I was too scared to move her in case I might hurt her worse and I was trying to explain to the emergency operator and I was trying to find a pulse. The operator was telling me what to do and I had to keep wiping my eyes because I couldn’t see what I was doing, and she kept saying, ‘they’re on their way, they’ll be there soon, just hang on.’
It seemed to take hours for the ambulance to arrive, and then there were problems with them trying to get her out of the ditch so that took a while.
Then she was taken straight into theatre.
By the time they let me see her it was almost four in the morning and she was in a coma. They knew the damage by then. Smashed kneecap, broken pelvis, broken arm and wrist, grazes, cuts, bruises, broken jaw, fractured skull, brain swelling.
But the baby – I couldn’t believe it – he’s all right. They say he’s fine. Because she was hit from behind, all the injuries are on the back and right side of the body, or on her knees and hands as she fell, that’s what took all the impact. I thought for sure we’d lost the baby.
I rang my Mum, she was crying, I was crying. It was a good thing Leanne was at the house. First time ever she’s been useful, but it meant Dad could bring Mum to the hospital and leave Leanne to look after the children.

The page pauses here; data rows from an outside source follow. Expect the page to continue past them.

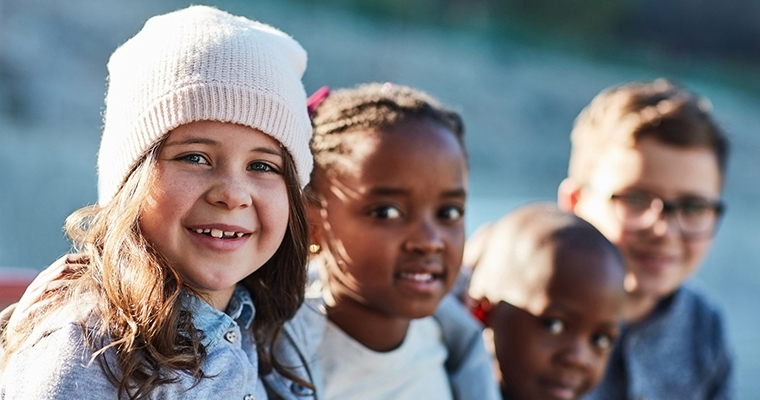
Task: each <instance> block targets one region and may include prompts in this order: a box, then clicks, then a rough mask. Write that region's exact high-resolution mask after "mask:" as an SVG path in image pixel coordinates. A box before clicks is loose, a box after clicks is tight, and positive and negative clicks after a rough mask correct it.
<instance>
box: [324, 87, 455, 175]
mask: <svg viewBox="0 0 760 400" xmlns="http://www.w3.org/2000/svg"><path fill="white" fill-rule="evenodd" d="M412 119H427V120H430V121H433V122H435V123H438V124H441V126H443V127H445V128H446V129H448V130H450V131H451V132H452V133H453V134H454V135H455V136H456V138H457V141H458V142H459V144H460V145H461V146H462V149H463V150H464V148H465V146H464V138H463V137H464V125H463V123H462V119H461V117H460V116H459V114H457V113H456V112H454V111H452V110H449V109H447V108H446V107H444V106H443V105H442V104H441V103H439V102H438V101H437V100H435V99H434V98H432V97H431V96H430V95H428V94H427V93H424V92H422V91H419V90H416V89H412V88H410V87H407V86H401V85H395V84H390V83H384V84H380V83H369V84H363V85H359V86H356V87H354V88H347V89H339V90H336V91H334V92H332V93H330V94H329V95H328V96H327V97H326V98H325V99H324V101H322V102H321V103H320V104H319V105H318V106H317V107H316V108H315V109H314V113H313V114H312V126H313V127H314V137H313V138H312V141H311V151H312V154H313V155H314V167H315V168H314V169H315V171H316V170H317V169H322V170H325V169H328V168H331V169H337V170H338V171H340V170H341V169H342V168H344V166H345V164H344V161H345V158H346V157H347V156H350V155H351V153H352V151H354V150H355V149H356V145H357V144H358V143H362V141H363V140H365V139H366V137H364V134H365V132H366V131H368V130H370V129H373V128H374V129H383V128H387V127H389V126H392V125H395V124H399V123H402V122H404V121H408V120H412ZM312 176H314V175H313V173H312Z"/></svg>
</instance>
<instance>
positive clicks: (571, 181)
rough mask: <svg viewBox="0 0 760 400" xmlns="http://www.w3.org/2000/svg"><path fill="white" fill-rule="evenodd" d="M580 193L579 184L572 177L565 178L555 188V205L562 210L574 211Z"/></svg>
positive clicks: (580, 190) (579, 196) (578, 197)
mask: <svg viewBox="0 0 760 400" xmlns="http://www.w3.org/2000/svg"><path fill="white" fill-rule="evenodd" d="M580 195H581V186H580V185H578V183H576V182H575V181H574V180H573V179H572V178H565V179H564V180H562V183H560V184H559V188H558V189H557V206H559V209H560V210H562V211H567V212H575V207H576V206H577V205H578V200H579V199H580Z"/></svg>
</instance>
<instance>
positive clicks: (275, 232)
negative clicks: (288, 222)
mask: <svg viewBox="0 0 760 400" xmlns="http://www.w3.org/2000/svg"><path fill="white" fill-rule="evenodd" d="M268 194H269V195H265V196H262V197H261V199H262V200H263V201H262V202H261V205H260V206H259V207H258V208H259V210H260V211H258V212H257V213H258V214H259V218H260V219H261V221H262V223H263V225H265V226H267V227H269V228H268V230H269V231H270V232H271V233H272V236H273V237H275V238H276V239H278V240H277V241H278V243H279V242H281V241H282V239H283V237H285V232H286V231H287V229H288V222H289V220H290V202H289V200H288V194H287V192H286V189H285V187H284V186H283V187H282V188H280V189H278V190H272V191H268Z"/></svg>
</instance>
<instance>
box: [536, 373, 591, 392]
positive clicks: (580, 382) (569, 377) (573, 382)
mask: <svg viewBox="0 0 760 400" xmlns="http://www.w3.org/2000/svg"><path fill="white" fill-rule="evenodd" d="M540 383H541V385H542V386H544V387H548V388H551V387H556V388H561V389H569V390H572V391H573V393H574V394H575V395H576V396H577V395H578V394H579V392H580V388H581V386H582V385H583V379H581V378H580V377H569V376H564V377H559V378H544V379H541V380H540Z"/></svg>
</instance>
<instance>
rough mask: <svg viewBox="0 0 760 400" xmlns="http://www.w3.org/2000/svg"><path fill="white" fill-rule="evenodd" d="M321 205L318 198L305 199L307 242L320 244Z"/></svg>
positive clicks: (321, 241) (321, 223)
mask: <svg viewBox="0 0 760 400" xmlns="http://www.w3.org/2000/svg"><path fill="white" fill-rule="evenodd" d="M321 208H322V207H321V206H320V204H319V201H318V200H315V199H308V200H307V201H306V218H307V220H308V221H309V244H316V245H320V246H321V245H322V244H323V243H322V237H323V229H324V228H323V226H322V216H321V214H320V213H321Z"/></svg>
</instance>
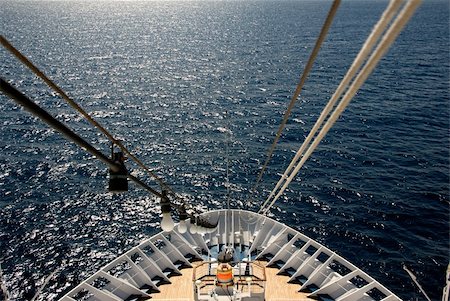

The three of us sat in the room with Cressida the last few hours of that first night, hoping she’d wake up. She didn’t. She still hasn’t. But we just keep hoping.
Please wake up, Cressida, I can’t do this without you.
So I hope that’s served as a reminder for those of you wonderful people who’ve read the first two books, and if you haven’t read them, I do hope you’ll give me a try. Tune in next week for another episode!
Sometimes little snatches of narrative come to me and I have to write them down “just in case”. Evernote on my Kindle and on my PC is great for this as you can be out and about with your Kindle (or any tablet or phone …) then sync the ideas or notes when you get home. I have set up a number of ‘notebooks’ – ‘various ideas’ then also WIP-specific notebooks in case of a sudden flash of inspiration – or desperation – when I’m away from home, or just can’t be bothered to go to the PC, so I can make notes and save them all in one folder, so linked ideas are together. I’m still very new to Evernote, so you no doubt have better ways of working, but at the moment, I’m feeling pretty smug about this!
Below is one of my flashes, it’s a bit florid, I don’t know if it’s going anywhere but I enjoyed the moment of high drama, seeing in my mind a noblewoman on the deck of a ‘Tudorbethan’ wooden ship.
The Errant Queen Cornered
I would sooner risk ending my days in the cold grey waters of our English channel than turn to safe shore and meet His Majesty’s hot rage and spited vengeance in the Tower. or so thought I when I fled.
But now the moment has arrived, and I find I must pause. My courage hides itself behind these woman’s skirts and I cling the rail with white hands, hesitating. I do not wish to hasten death. And yet – what other choice have I? Tell me, is there some other way I have o’erlook’d? No, no, so thought I. His Majesty’s clipper approaches from the South, the Royal Pennant can be seen even from this reach, and they will be upon us all too soon.
How good of you to come so far at my blighted side, faithful friends. So I leap. And yet – yet – truly say me, is’t other course still to be found? No, no, I reckoned it stood thus. Well then, adieu or as God allow, fare thee well. I leap. Sure the sea appears full deep and chill. God grant my skirts shall weigh me down and end it quickly. Take my arm then, good knight, help me over, and I pray thee, I may yet see thee anon. The lack of me shall free thee all, His Majesty shall not vent his wrath upon any of my friends, it will suffice that I am gone. Farewell.